Feb 23,2017 - Last updated at Feb 23,2017

Eleven hundred years ago, Europe was a backwater. There were no grand cities, apart from Cordoba, in Spain, which was Muslim.

The Middle East was much further ahead, still absorbing the intellectual delights and challenges of Greek science, medicine and architecture that Europeans were largely ignorant of.

In southern China, agriculture advanced and trade in tea, porcelain and silk flourished.

By 1914, it was a totally different world.

The Europeans ruled 84 per cent of the globe and had colonies everywhere. 

How was it that Europe and its offspring, the United States, became the dominant dynamic force in the world, and are still today in most things?

If I walk round my university town and stop the first 10 students I meet and ask them why this was so, they would probably say because of the Industrial Revolution.

But in 1800, when the Industrial Revolution was only just beginning, Europeans already ruled 35 per cent of the world and had armed ships on every ocean and colonies on every continent.

If the students did not say that, they might say it was the way the Europeans spread their fatal diseases, smallpox and measles, to which they had gained a good deal of immunity, which enabled them to lay low native peoples. 

But, in fact, all the major Middle Eastern and Asian civilisations had this same advantage. 

In Africa, it was local diseases that attacked the Europeans more than vice versa.

Maybe one of the ten students would say it was because the Europeans were ahead in the development of gunpowder technology. 

After all, the military revolution preceded the Industrial Revolution. But I doubt that, even though on the right track, this one student
could explain why.

Gunpowder was invented in China and by the 16th century, the Ottomans were making high-quality artillery. 

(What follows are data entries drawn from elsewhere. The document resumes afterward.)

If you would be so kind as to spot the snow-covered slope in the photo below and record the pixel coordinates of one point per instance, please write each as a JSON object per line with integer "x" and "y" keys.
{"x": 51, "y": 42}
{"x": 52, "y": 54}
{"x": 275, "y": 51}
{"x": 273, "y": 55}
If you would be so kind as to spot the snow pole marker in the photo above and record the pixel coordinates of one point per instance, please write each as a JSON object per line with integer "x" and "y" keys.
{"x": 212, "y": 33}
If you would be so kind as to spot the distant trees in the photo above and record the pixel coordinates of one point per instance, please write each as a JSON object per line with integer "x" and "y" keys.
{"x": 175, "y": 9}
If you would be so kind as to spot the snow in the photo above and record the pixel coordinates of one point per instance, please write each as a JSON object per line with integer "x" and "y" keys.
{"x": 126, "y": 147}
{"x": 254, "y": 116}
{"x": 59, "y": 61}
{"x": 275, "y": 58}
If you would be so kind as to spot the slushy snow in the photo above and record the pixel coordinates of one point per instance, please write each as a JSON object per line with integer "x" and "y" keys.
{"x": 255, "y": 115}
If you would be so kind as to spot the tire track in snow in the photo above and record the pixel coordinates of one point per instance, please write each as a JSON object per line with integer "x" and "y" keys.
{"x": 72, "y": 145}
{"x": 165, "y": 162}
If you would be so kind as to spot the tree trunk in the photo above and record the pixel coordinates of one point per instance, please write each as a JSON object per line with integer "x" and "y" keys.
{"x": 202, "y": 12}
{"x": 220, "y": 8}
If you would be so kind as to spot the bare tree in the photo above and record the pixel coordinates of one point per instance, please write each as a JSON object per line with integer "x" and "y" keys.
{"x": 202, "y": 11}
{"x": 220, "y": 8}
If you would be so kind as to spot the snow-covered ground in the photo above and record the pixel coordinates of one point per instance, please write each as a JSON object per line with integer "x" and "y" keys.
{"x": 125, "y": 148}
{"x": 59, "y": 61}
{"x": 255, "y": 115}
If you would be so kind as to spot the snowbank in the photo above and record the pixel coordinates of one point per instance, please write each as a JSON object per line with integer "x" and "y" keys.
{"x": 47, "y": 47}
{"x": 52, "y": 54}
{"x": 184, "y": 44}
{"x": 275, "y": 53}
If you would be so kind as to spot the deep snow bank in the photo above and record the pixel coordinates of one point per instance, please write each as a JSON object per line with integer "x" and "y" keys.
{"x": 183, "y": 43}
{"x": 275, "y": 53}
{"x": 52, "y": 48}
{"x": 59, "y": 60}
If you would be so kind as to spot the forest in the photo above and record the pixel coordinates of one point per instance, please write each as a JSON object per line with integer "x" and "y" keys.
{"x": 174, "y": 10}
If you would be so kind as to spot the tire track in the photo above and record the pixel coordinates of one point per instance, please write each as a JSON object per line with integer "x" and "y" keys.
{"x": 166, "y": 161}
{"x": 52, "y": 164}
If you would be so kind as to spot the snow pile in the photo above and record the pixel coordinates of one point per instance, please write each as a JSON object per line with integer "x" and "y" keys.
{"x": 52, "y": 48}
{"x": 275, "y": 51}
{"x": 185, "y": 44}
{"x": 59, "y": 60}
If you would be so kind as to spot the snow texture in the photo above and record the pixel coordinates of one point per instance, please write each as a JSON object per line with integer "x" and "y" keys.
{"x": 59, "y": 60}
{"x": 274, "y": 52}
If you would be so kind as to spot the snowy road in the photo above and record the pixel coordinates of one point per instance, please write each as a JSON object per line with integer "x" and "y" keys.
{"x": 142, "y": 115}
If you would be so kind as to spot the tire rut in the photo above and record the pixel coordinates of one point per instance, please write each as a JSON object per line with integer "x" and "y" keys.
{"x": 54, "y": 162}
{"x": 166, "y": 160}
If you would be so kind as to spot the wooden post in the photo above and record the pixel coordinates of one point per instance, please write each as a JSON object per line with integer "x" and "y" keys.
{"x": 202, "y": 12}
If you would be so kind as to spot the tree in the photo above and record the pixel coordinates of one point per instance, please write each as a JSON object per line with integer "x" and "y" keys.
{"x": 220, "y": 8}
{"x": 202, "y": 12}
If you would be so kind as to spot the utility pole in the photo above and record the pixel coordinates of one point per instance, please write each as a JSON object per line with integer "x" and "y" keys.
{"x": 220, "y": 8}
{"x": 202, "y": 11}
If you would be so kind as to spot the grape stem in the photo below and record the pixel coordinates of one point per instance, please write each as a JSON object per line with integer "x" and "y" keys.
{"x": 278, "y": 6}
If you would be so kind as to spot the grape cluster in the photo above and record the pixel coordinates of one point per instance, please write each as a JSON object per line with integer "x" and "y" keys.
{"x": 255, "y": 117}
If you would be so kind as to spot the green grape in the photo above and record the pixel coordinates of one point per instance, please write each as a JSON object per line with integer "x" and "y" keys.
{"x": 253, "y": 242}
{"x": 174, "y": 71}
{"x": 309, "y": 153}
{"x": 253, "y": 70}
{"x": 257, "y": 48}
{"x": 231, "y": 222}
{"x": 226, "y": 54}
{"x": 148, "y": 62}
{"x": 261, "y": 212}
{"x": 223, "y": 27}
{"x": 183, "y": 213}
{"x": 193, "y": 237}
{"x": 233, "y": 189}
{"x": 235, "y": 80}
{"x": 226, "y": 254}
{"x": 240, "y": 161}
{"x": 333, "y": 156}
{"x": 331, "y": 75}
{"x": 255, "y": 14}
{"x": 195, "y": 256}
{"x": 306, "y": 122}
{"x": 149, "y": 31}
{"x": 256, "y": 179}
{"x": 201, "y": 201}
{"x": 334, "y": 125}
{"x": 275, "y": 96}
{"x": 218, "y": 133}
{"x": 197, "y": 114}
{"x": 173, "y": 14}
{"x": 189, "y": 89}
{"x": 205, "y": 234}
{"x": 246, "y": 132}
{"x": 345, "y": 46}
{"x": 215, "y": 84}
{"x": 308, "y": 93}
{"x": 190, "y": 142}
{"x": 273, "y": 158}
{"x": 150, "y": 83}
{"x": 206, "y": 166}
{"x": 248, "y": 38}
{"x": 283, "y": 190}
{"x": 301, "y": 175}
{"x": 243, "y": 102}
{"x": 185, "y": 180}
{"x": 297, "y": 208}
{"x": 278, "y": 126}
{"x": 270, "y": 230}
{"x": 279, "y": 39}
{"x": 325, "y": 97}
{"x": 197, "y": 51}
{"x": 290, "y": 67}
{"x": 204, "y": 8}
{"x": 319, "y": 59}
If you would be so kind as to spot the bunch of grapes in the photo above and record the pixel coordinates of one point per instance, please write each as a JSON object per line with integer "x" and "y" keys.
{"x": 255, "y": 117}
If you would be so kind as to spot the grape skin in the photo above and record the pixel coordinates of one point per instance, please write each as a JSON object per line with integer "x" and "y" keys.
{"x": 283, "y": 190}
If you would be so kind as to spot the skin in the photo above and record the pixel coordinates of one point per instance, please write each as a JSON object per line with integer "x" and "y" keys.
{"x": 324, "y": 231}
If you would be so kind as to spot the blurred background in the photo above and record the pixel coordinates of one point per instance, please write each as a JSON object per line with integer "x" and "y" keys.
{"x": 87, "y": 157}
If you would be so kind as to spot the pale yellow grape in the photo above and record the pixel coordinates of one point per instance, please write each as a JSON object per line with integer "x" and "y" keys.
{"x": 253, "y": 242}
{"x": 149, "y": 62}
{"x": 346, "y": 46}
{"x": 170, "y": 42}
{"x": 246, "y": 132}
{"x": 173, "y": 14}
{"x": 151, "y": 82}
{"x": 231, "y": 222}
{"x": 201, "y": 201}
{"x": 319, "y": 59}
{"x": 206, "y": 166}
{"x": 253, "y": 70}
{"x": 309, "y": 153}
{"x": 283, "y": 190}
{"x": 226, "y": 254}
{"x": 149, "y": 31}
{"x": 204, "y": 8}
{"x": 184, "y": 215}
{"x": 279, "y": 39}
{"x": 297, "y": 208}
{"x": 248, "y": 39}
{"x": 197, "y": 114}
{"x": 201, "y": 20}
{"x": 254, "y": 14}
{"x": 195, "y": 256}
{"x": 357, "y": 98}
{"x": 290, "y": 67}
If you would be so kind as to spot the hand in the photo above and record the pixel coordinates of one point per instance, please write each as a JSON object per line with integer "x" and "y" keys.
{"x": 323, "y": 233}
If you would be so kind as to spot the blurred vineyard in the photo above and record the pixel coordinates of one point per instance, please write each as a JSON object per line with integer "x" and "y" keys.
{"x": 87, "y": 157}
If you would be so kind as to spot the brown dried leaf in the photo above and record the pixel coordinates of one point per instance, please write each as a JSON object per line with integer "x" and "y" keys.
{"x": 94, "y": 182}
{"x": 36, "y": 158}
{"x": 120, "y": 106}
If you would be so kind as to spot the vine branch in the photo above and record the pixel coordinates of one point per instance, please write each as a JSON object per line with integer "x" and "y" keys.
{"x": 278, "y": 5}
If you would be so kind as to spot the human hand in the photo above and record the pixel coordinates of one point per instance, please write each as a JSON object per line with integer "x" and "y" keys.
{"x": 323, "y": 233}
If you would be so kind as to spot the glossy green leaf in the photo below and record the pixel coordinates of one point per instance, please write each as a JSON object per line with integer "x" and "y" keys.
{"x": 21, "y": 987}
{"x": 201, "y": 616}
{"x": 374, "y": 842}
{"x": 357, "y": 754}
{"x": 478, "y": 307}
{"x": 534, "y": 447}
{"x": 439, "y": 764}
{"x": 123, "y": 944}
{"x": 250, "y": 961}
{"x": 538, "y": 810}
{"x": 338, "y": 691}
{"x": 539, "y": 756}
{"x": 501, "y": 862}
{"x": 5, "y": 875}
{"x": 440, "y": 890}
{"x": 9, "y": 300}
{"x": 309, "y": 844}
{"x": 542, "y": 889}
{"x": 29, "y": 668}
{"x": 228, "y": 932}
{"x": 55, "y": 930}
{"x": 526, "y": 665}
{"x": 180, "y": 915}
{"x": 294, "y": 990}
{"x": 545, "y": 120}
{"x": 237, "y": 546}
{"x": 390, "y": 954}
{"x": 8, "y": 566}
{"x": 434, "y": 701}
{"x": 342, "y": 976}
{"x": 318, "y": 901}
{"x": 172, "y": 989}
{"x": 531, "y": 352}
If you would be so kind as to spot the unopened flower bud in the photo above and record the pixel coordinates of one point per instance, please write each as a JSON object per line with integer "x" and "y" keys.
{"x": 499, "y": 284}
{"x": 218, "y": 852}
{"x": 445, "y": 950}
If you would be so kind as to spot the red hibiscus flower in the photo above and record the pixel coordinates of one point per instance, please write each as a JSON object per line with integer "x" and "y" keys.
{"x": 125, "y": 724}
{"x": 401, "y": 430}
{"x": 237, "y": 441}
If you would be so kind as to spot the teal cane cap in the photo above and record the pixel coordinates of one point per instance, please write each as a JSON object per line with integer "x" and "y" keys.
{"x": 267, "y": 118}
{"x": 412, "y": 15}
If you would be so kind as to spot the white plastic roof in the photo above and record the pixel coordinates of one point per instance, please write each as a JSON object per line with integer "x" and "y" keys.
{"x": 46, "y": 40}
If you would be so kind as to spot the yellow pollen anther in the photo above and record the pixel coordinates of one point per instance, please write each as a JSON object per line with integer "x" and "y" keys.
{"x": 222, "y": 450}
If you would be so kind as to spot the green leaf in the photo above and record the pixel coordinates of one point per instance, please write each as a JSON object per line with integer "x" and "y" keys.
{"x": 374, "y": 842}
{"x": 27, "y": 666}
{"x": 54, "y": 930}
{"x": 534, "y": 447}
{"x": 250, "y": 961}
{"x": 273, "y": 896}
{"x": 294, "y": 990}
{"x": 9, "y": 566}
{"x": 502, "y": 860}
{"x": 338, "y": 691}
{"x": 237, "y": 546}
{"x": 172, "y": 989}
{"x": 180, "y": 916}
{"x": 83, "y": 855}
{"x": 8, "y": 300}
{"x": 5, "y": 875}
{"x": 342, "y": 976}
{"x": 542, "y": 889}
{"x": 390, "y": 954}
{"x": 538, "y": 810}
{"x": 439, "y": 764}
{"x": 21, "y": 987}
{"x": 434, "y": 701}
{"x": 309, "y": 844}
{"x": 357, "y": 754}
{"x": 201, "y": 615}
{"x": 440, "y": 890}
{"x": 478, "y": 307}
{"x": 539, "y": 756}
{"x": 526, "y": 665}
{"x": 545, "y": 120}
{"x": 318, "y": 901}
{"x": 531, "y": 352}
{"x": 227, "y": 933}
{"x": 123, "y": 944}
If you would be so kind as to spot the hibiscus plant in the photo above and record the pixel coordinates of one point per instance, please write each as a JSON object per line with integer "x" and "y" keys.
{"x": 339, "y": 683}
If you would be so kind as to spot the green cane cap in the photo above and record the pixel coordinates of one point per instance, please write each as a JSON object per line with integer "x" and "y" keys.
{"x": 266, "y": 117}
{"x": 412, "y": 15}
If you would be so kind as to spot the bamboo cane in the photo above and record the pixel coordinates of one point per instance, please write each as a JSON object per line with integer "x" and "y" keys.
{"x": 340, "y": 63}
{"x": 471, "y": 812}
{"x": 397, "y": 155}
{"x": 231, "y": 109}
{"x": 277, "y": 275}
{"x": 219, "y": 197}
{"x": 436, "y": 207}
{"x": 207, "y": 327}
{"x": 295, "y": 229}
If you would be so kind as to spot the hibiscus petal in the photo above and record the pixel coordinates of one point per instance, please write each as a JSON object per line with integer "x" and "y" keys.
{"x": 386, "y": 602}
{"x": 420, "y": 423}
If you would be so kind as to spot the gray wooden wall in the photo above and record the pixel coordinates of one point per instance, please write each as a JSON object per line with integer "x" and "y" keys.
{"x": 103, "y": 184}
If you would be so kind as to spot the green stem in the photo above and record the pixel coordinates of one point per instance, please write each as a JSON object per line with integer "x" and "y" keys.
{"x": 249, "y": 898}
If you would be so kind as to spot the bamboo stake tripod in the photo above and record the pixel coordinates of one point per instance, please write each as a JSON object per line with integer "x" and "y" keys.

But they could not keep up with the pace of European technological development. Europe had military competition and thus innovation baked into it. Europe, unlike the Ottoman Empire or China, was a very un-unified kind of place.

Since the fall of Charlemagne, there was no one strong enough to hold Europe together. Moreover, the popes preferred to divide and rule and did not want a single strong European leader to diminish their power.

In Europe, dozens of small states and principalities, often each vying to be top dog, were stimulated to nurse their competitive instincts.

This pushed research and the gunpowder technology forward at a much faster pace than anywhere else in the world.

In contrast, China was a massive hegemon; Japan and the Ottoman Empire sizeable ones. 

A hegemon inevitably comes to believe that since it is politically dominant far and wide, it does not have to work so hard at maintaining superior arms. 

But when it came to gunpowder technology and its adaption to warships, the smaller European powers, each seeking to outscore each other, could often call the shots against Asia’s hegemons.

Philip Hoffman, professor at the California Institute of Technology, argues in his new book “Why did Europe conquer the world?” that Europe’s pace of innovation was driven by a peculiar form of military competition that he calls a “tournament” — the sort of competition that under the right conditions can drive contestants to exert enormous effort in the hope of earning a prize.

This is what happened in Europe, but not elsewhere. 

European rulers raised taxes and lavished resources on armies, navies, gunpowder technology and pushed forward research.

Moreover, unlike in Asia, private entrepreneurs faced few legal, financial or political obstacles to launching expeditions of conquest and exploration. This is why the British East India Company could conquer much of India.

The wars that led to Europe’s and particularly Britain’s domination of the world made possible (although there were other important factors too) the Industrial Revolution, not vice versa. 

Victory in battle had given Britain a large share of Europe’s intercontinental trade. That created jobs in British cities. That raised wages and agricultural demand.

High wages stimulated the invention of labour-saving machines, such as spinning machines and steam energy.

Then, there were the huge deposits of coal. Hence, the industrial revolution. 

Some historians add into the mix the immense profits from the Caribbean and North American slave trade, which provided much of the capital needed to build machines and factories.

Others would add the long European tradition of the separation of church and state. 

Hoffman himself stresses the importance of Britain’s uniform legal and fiscal system and parliament’s control of the purse.

Well, as they say, that is history.


Now we have a new struggle for dominance. If only it could be done without another round of gunpowder technology and within the legal framework of the Charter of the United Nations.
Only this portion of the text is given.